In the complex landscape of machine learning and business strategy (see ML Strategy Development: Content Analysis and Business Oriented Metrics), there is a powerful exercise that I often recommend to my clients and teams, one that inherently addresses many vital aspects of strategy development models. This exercise is simple but profound in its effects: measure in money.
Express measurements in monetary terms — such as revenue generated, cost savings or risk reduction — provides a clear and tangible understanding of the impact of machine learning (ML) models. This approach translates the results of abstract models into concrete economic terms, making it easier for stakeholders across the organization to understand the value and implications of these models. By quantifying results in monetary units, the often intangible benefits of ML become visible and tangible, encouraging a deeper appreciation of the model’s role and capabilities in driving business success.
Monetary measurements also facilitate comparisons between different ML projects and other business initiatives. In a landscape where resources are finite and prioritization is key, the ability to instantly compare the financial impact of various projects is invaluable. This comparison assists in strategic decision-making, ensuring that resources are allocated to projects with the highest ROI potential.

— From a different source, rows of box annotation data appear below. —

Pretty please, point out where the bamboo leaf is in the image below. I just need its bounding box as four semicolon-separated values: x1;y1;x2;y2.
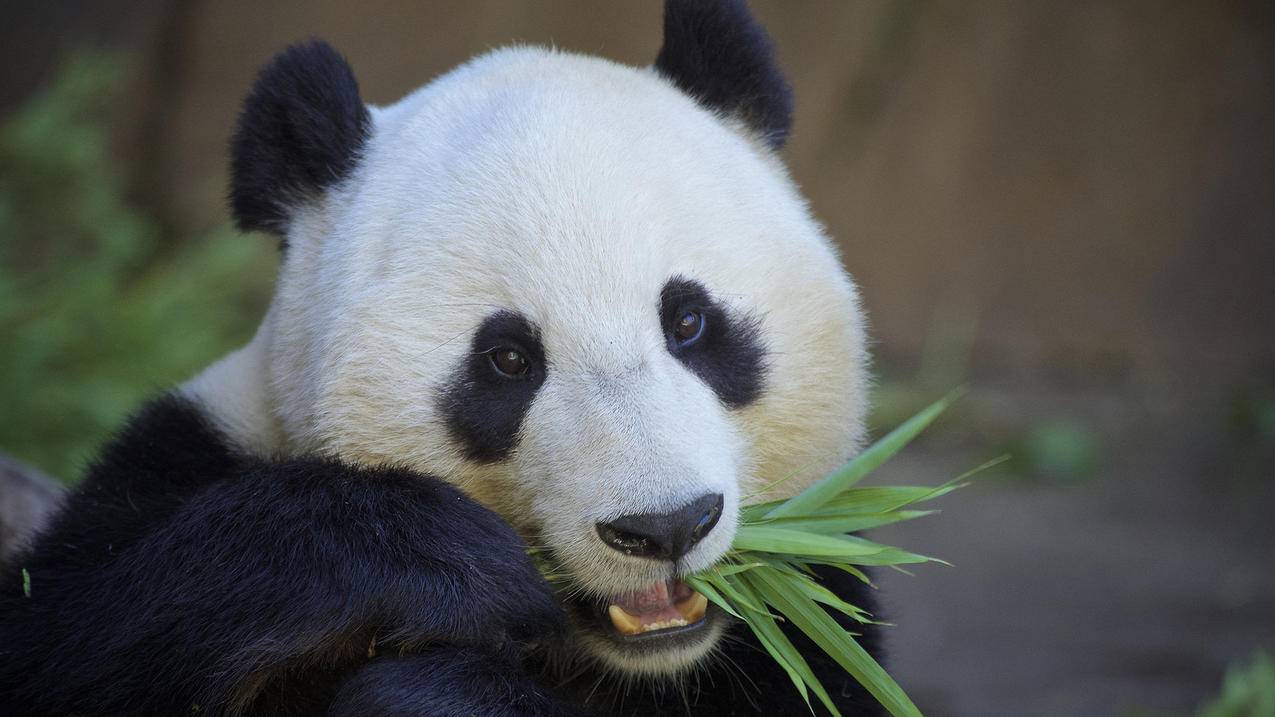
743;570;921;717
734;526;885;558
761;510;937;535
748;574;840;717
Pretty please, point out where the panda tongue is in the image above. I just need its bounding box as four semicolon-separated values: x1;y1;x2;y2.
607;580;704;635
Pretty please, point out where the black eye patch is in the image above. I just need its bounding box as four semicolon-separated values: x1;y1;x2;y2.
659;276;766;408
440;311;547;463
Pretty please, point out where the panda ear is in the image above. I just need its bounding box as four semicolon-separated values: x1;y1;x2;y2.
230;40;371;236
655;0;793;149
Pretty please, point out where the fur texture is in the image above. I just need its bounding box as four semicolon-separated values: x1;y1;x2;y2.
231;41;368;237
7;0;887;714
0;397;562;716
655;0;793;149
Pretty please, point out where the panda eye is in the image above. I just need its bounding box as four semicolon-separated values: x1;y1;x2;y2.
673;311;706;347
488;346;530;379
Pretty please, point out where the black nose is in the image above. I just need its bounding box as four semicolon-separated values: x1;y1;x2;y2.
598;492;722;560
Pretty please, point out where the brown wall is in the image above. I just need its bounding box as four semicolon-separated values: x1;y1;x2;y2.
0;0;1275;380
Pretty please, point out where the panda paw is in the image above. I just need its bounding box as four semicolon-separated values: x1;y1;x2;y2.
328;647;580;717
323;456;566;646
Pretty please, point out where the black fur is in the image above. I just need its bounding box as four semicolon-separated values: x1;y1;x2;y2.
659;277;766;408
231;40;371;236
439;311;548;462
328;647;583;717
0;397;881;717
0;397;562;716
655;0;793;149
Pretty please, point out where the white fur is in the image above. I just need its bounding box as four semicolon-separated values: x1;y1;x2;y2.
187;47;867;671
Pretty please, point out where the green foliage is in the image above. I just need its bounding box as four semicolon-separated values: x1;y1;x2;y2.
687;394;1000;717
1196;651;1275;717
0;56;275;480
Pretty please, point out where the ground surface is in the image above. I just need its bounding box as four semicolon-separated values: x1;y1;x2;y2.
875;377;1275;716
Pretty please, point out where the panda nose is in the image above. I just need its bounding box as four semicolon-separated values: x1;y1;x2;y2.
598;492;722;560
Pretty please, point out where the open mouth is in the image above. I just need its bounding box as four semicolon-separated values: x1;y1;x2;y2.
606;579;709;637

However, Converting traditional measurements into monetary units is a challenge. This process often involves assumptions that may be arbitrary, leading to questions with elusive answers. The resulting monetary measurements may initially appear unsatisfactory or inaccurate. However, the real value of this exercise lies not in the perfection of the final measurement but in the process itself. Trying to quantify the economic impact of ML models forces teams to dig deeper into the context of their work, revealing what they know and, more importantly, what they don’t know. This newfound awareness of knowledge gaps is more valuable than the false comfort of unexamined metrics.
Participating in this exercise transforms the understanding of team projects. It provides a framework for understanding the impact of their work in the real world, encouraging a deeper exploration of the business context and a more nuanced appreciation of the model’s role within it. Additionally, it instills a sense of how much confidence to place in decisions based on metrics. Before this exercise, there were uncertainties and assumptions. they were simply unacknowledged.
For those who argue that some aspects of ML’s impact are “not measurable,” Douglas W. Hubbard’s book How To Measure Anything is proof to the contrary. This work is not just a rebuttal to the notion of immensity, but also a rich source of methods and insights for navigating beyond such perceived limitations. It encourages a shift from a mindset of limitation to one of exploration and discovery, enabling teams to quantify and understand even the most elusive aspects of their work.
While this “monetary metric mapping” serves as a powerful tool for aligning machine learning metrics with the business context, it is important to remember that this monetary metric is not a complete representation of ethical reality. Financial metrics, while critical to business alignment, may not fully capture the broader social, ethical and environmental impacts of ML applications. This approach primarily quantifies economic impact, but should not overshadow the responsibility to consider and address the ethical dimensions and implications of ML projects. Therefore, while embracing the utility of monetary measures for strategic alignment, it is equally important to maintain a balanced perspective, ensuring that moral factors are not overshadowed by economic objectives.
In summary, measurement in monetary terms is more than a metric exercise. represents a fundamental shift in perspective that aligns ML projects more closely with business goals. This approach challenges teams to think critically, challenge assumptions, and dig deeper into both what they know and what they need to discover. While this method effectively quantifies value, it also reveals it, facilitating more informed decisions and a detailed understanding of the true impact of machine learning on the business domain. Importantly, this focus on financial metrics should be balanced with ethical considerations, ensuring that the wider social and ethical impacts of ML projects are not overshadowed by their financial results.